Ezanla ikāmet arasında cemaatin farz namaza yetişmesini sağlamak amacıyla bir süre beklemek müstehaptır. Bu hususta kesin bir ölçü bulunmayıp yerine göre iki veya dört rek'atlı bir namazı kılma süresi gibi süreler takdir edilmiştir. Akşam namazında ise beklemeden kāmet getirilir; bu namazda ezanla ikāmet arasındaki kısa fâsılanın, oturmadan ayakta üç kısa âyet okuyacak kadar bir süre veya hafif bir oturma kadar olacağı şeklinde görüşler ileri sürülmüştür.
Ezanda olduğu gibi ikāmet de erginlik veya temyiz çağına gelmiş bir kimse tarafından ayakta okunmalıdır. Abdestsiz okumak ve zaruret olmadığı halde ikāmet sırasında konuşmak mekruhtur. İkāmet ve ezanın farklı kişiler tarafından okunmasında herhangi bir sakınca bulunmamakla birlikte ezan okuyan kişinin ikāmeti de okuması daha uygundur (Ebû Dâvûd, "Ṣalât", 30; Tirmizî, "Ṣalât", 146).
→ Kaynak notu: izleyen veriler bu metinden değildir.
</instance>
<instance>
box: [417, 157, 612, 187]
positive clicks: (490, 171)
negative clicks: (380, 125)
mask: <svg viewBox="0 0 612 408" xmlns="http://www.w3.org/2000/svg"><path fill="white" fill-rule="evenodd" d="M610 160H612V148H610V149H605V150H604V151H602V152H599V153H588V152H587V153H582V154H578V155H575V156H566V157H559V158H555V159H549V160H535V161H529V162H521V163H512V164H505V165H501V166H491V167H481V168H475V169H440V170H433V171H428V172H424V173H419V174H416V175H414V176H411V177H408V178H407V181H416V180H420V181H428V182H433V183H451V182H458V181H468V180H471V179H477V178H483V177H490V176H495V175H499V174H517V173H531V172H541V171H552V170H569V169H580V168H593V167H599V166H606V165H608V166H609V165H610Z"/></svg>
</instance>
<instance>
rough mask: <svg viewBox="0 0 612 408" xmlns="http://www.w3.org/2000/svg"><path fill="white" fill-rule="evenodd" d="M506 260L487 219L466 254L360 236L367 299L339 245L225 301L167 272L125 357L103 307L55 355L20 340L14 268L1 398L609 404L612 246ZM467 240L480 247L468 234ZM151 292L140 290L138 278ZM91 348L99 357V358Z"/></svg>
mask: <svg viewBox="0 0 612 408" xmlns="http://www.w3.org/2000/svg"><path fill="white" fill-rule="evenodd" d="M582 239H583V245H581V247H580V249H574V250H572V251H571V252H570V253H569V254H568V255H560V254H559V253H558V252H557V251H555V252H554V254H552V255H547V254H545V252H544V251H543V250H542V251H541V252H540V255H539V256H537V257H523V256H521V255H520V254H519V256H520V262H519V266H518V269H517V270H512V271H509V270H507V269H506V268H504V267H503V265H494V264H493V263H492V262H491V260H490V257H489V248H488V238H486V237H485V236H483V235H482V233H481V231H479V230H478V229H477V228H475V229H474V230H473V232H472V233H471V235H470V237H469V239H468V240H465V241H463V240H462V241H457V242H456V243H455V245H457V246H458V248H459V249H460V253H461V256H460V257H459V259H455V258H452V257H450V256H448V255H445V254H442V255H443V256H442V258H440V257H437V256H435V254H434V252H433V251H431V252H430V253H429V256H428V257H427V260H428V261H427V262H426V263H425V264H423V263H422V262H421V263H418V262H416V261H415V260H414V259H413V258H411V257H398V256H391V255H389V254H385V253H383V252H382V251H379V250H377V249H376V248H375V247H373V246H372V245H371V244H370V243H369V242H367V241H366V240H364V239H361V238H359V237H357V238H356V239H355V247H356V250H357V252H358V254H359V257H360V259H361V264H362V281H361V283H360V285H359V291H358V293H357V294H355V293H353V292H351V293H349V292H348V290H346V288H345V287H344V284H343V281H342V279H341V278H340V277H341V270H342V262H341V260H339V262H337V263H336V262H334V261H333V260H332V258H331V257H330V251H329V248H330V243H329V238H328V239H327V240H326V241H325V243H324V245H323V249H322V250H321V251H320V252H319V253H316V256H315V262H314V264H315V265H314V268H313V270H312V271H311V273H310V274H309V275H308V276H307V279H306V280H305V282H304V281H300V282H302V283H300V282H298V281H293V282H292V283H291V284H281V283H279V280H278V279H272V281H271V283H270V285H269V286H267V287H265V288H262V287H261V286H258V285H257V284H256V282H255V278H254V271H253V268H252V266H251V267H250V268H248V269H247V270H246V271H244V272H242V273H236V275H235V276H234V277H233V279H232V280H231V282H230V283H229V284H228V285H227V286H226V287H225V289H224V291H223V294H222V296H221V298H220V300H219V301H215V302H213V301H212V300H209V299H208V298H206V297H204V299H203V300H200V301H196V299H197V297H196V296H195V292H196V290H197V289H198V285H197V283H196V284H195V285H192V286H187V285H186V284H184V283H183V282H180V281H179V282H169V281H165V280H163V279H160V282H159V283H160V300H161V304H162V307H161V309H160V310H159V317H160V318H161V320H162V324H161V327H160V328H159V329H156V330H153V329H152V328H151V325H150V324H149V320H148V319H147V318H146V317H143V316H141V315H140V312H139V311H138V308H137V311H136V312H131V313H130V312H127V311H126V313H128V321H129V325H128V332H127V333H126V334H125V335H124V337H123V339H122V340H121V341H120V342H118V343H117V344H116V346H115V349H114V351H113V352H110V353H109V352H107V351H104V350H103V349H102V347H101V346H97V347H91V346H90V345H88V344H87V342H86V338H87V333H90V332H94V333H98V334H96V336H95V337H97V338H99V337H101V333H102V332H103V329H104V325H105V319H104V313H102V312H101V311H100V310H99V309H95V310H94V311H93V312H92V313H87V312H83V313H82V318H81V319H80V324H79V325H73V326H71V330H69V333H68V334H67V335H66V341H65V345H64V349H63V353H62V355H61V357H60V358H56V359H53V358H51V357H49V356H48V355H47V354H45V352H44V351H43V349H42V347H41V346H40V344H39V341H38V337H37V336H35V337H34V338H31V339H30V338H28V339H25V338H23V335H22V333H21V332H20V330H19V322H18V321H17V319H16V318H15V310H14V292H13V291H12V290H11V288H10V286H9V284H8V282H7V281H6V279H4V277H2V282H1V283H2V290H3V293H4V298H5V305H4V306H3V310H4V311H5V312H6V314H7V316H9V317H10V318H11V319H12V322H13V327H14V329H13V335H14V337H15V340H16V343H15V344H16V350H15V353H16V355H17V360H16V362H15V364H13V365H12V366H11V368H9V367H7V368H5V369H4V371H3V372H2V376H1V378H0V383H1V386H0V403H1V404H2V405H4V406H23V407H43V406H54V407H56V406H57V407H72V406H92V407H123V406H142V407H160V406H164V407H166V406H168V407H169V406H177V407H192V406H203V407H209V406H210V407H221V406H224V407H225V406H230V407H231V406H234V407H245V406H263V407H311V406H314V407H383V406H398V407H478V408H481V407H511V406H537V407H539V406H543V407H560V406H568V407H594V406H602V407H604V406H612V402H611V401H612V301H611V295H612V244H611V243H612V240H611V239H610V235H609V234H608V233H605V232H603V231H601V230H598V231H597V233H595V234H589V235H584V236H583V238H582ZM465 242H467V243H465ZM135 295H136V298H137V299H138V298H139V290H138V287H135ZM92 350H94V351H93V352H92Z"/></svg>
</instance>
Cemaatle kılınan namazlarda cemaatin, ikāmetin hangi kısmında ayağa kalkmasının uygun olacağı konusunda farklı görüşler vardır. Hanefîler kāmet getiren kişi "Hayye ale'l-felâh" deyince, Şâfiîler ikāmet bittikten sonra kalkılmasını uygun görürken Hanbelîler, "Kad kāmeti's-salâh" denildikten sonra kalkılmasını sünnet kabul ederler. Mâlikî mezhebine göre bu konuda herhangi bir sınırlama yoktur.
Bir camide cemaatle namaz kılındıktan sonra gelen kimselerin ezan okuyup kāmet getirmeleri Hanefîler'e göre mekruhtur. Mâlikî ve Şâfiî mezheplerinde tercih edilen görüşe göre ise sonraki cemaat için ezan ve ikāmet müstehaptır. Ancak kendileri işitebilecekleri bir sesle okumalıdırlar. Mescidin bir yol kenarında bulunması, belli bir cemaate sahip bir mahalle veya semt camisi olmaması yahut kendi cemaatinden önce başkalarının namaz kılması halinde Hanefîler de bu görüşü benimser. Hanbelîler ise ezan ve ikāmet okuyup okumamayı kişinin tercihine bırakmışlardır.
İkāmeti duyan kimsenin ikāmet sözlerini tekrar etmesi, "Hayye ale's-salâh" ve "Hayye ale'l-felâh" sözlerinin yerine de "Lâ havle velâ kuvvete illâ billâh" (Bütün güç ve hareket ancak Allah'ın iradesiyledir) cümlesini söylemesi, "Kad kāmeti's-salâh" cümlesinden sonra da Hz. Peygamber'den rivayet edilen "Ekāmehallāhü ve edâmehâ" (Allah namazı sürekli kılsın) (Ebû Dâvûd, "Ṣalât", 37) şeklindeki duayı ilâve etmesi müstehaptır.
Resûl-i Ekrem'in ezan ve ikāmet arasında yapılan duaların kabul edileceğini belirterek, "Allah'tan dünyada ve âhirette afiyet isteyin" dediği rivayet edilmiş (Tirmizî, "Daʿavât", 129; Müsned, III, 119; Ebû Dâvûd, "Ṣalât", 36), yeni doğan bebeğin sağ kulağına hafif sesle ezan, sol kulağına da ikāmet okunması mendup sayılmıştır (Ebû Dâvûd, "Edeb", 108; Tirmizî, "Eḍâḥî", 17).